DATAGO-134580: Recover error-queue producer from unsolicited CloseFlow#142

Merged
sunil-solace merged 3 commits into
DATAGO-134580from
DATAGO-134580-error-queue
May 20, 2026
Merged

DATAGO-134580: Recover error-queue producer from unsolicited CloseFlow#142
sunil-solace merged 3 commits into
DATAGO-134580from
DATAGO-134580-error-queue

Conversation

@sunil-solace
Copy link
Copy Markdown

The reactive + proactive recreate-on-stale logic added in PR #141 (commits 931f09c..134e7ef) protects each binding's per-binding XMLMessageProducer in JCSMPOutboundMessageHandler. The error-queue republish path in ErrorQueueInfrastructure has the same exposure but on a different producer: it borrows the session-default producer from JCSMPSessionProducerManager via producerManager.get(producerKey) and historically had no recovery logic when the broker tore that producer down via unsolicited CloseFlow.

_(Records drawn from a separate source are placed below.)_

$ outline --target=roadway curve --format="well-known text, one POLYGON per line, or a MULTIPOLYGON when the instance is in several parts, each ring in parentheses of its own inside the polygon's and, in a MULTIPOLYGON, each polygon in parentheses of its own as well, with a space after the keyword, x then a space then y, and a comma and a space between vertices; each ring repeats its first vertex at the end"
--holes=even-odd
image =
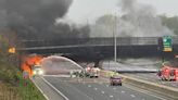
MULTIPOLYGON (((81 79, 44 76, 43 79, 62 92, 66 100, 166 100, 163 97, 127 84, 110 86, 105 78, 81 79)), ((59 100, 59 98, 50 100, 59 100)))

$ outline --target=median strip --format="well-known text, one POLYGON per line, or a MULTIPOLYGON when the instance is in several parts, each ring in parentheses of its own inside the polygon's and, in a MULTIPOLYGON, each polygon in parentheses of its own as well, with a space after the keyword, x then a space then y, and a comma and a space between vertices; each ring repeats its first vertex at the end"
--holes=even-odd
MULTIPOLYGON (((114 72, 112 72, 112 71, 101 71, 101 76, 103 76, 103 77, 110 77, 113 74, 114 74, 114 72)), ((175 89, 175 88, 171 88, 168 86, 164 86, 164 85, 158 85, 158 84, 151 83, 148 80, 142 80, 139 78, 125 76, 122 74, 118 74, 118 75, 124 78, 124 83, 137 86, 139 88, 144 88, 150 91, 156 92, 158 95, 166 96, 168 98, 178 100, 178 89, 175 89)))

Failure mode without this fix: when the broker fans out CloseFlow (message-spool maintenance, DR failover, "503: Service Unavailable"), the shared session-default producer is marked closed by JCSMP. Every subsequent error-queue republish in ErrorQueueInfrastructure.send() throws StaleSessionException / JCSMPTransportException / ClosedFacilityException; ErrorQueueRepublishCorrelationKey.handleError() catches at the message-retry level and re-attempts up to maxDeliveryAttempts - all attempts re-using the same dead producer reference, all doomed to fail. After max attempts the message is re-queued onto the original consumer queue, the consumer redelivers it, fails again, hits the error-queue path again, fails again. Net effect: failed-consumer messages disappear from the system after a DR failover or spool maintenance event.

The fix mirrors the outbound-handler approach:

  • Proactive: at the top of send(), after producerManager.get(...), check producer.isClosed(). If true, call the new producerManager.forceRecreate() to rebuild the shared producer before send is attempted.

  • Reactive: wrap producer.send(...) in a try-catch. On StaleSessionException, JCSMPTransportException, ClosedFacilityException, or post-failure producer.isClosed(), call forceRecreate() so the next ErrorQueueRepublishCorrelationKey retry-loop iteration picks up a fresh producer. The original exception still propagates so the retry caller can do its errorQueueDeliveryAttempt++ bookkeeping.

The shared producer is reference-counted across the entire session (JCSMPOutboundMessageHandler also registers itself for ref-count purposes even though it uses its own per-binding producer for sends). release() + get() does NOT work as a recovery primitive in production because it only closes the resource when registeredIds.size() <= 1 - in any deployment with at least one outbound binding, the ref-count stays > 1 and release() leaves the dead resource in place. The new forceRecreate() in SharedResourceManager sidesteps the ref-count: it unconditionally closes the current resource and create()s a new one under the existing lock, leaving registrations intact so every already-registered caller picks up the fresh resource on their next get(). Added as a generic method on SharedResourceManager since the recovery contract is independent of the JCSMP specifics.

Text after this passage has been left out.